NOTE: We don't currently support the multi-host syntax for this connection string, but you can use a PostgreSQL proxy such a PgPool or PgBouncer between PostGraphile and your database to enable connecting to multiple read replicas.

Pagination caps

It's unlikely that you want users to request allUsers and receive back literally all of the users in the database. More likely you want users to use cursor-based pagination over this connection with first / after. The Pro Plugin introduces the --default-pagination-cap [int] pro spon option (library option: defaultPaginationCap) which enables you to enforce a pagination cap on all connections. Whatever number you pass will be used as the pagination cap (allowing requests smaller or equal to this cap to go through, and blocking those above it), but you can override it on a table-by-table basis using smart comments - in this case the @paginationCappro spon smart comment.

comment on table users is
  E'@paginationCap 20\nSomeone who can log in.';

Limiting GraphQL query depth

Most GraphQL queries tend to be only a few levels deep, queries like the deep one at the top of this article are generally not required. You may use --graphql-depth-limit [int] pro spon to limit the depth of any GraphQL queries that hit PostGraphile - any deeper than this will be discarded during query validation.

[EXPERIMENTAL] GraphQL cost limit

The most powerful way of preventing DOS is to limit the cost of GraphQL queries that may be executed against your GraphQL server.
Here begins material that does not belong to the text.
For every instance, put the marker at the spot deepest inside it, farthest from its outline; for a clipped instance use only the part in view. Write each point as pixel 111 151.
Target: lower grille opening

The Pro Plugin contains a early implementation of this technique with heuristically estimated costs. You may enable a cost limit with --graphql-cost-limit [int] pro spon and the calculated cost of any GraphQL queries will be made available on meta field in the GraphQL payload.

If your GraphQL query is seen to be too expensive, here's some techniques to bring the calculated cost down:

  • If you've not specified a limit (first/last) on a connection, we assume it will return 1000 results. You should always specify a limit.
  • Cost is based on number of expected results (without looking at the database!) so lowering your limits on connections will also lower the costs.
  • Connections multiply the cost of their children by the number of results they're expected to return, so lower the limits on parent connections.
  • Nested fields multiply costs; so pulling a connection inside a connection inside a connection is going to be expensive - to address this, try placing lower first/last values on the connections or avoiding fetching nested data until you need to display it (split into multiple requests / only request the data you need for the current view).
  • Subscriptions are automatically seen as 10x as expensive as queries - try and minimise the amount of data your subscription requests.
  • Procedure connections are treated as more expensive than table connections.
  • totalCount on a table has a high cost
  • totalCount on a procedure has a higher cost
  • Using pageInfo adds significant cost to connections
  • Computed columns are seen as fairly expensive - in future we may factor in PostgreSQL's COST parameter when figuring this out.

Keep in mind cost analysis is hard and the real cost of a query varies wildly based on what your database has been dealing with recently, what indexes are available, and many more factors. Our cost estimation is based on analysis of a large test suite, but feel free to reach out with any bad costs/queries so we can improve this feature.